Le motto de la série tient en une question : Impossible Jones est-elle une héroïne ou encore une délinquante ? Kesel ne tranche pas : il refuse de l'enfermer dans un stéréotype afin de conserver son ambiguïté. Disons qu'elle ne tient pas à se mettre les suepr-héros à dos mais veut continuer à vivre sans renoncer à ses talents de voleuse comme en témoigne la fin de ce premier arc narratif où elle restitue un bien pour toucher la récompense promise par l'assurance. La difficulté à tenir une telle position assure à Impossible Jones des lendemains agités.
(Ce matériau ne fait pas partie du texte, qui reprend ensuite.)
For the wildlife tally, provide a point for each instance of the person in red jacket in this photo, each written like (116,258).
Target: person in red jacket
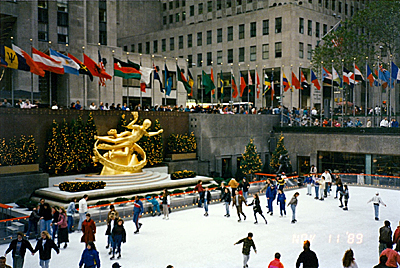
(277,262)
David Hahn illustre cette histoire avec un dessin fortement inspiré par Alex Toth et les cartoons de Hanna-Barbera. Les personnages bénéficient de looks simples et très efficaces, et le trait évoque la ligne claire, mais sans oublier le jeu sur les ombres (celle de Impossible Jones semble d'ailleurs vivre sa propre vie). Les décors sont basiques mais soignés. Le découpage très fluide et sage, toujours au service du récit et de sa lisibilité, avec des compositions qui manquent toutefois de dynamisme pour un comic-book super-héroïque et les possibilités qu'offrent les pouvoirs de l'héroïne.

Toutefois il convient de rappeler le contexte de la réalisation d'une telle BD, produite dans des conditions très modestes, tenant à l'investissement personnel des auteurs et à l'aide de donateurs. Ce qu'on perd donc parfois en détail, on le gagne en générosité car Kesel et Hahn ont littéralement mis tout ce qu'ils avaient dans cette aventure pour d'abord convaincre des mécènes et ensuite un éditeur professionnel.

Bien entendu, il n'est pas possible d'aider tout le monde et sans doute y a-t-il des projets aussi, sinon plus intéressants que Impossible Jones qui ne seront jamais finalisés. Mais ici le jeu en valait la chandelle et j'attends avec gourmandise la suite promise.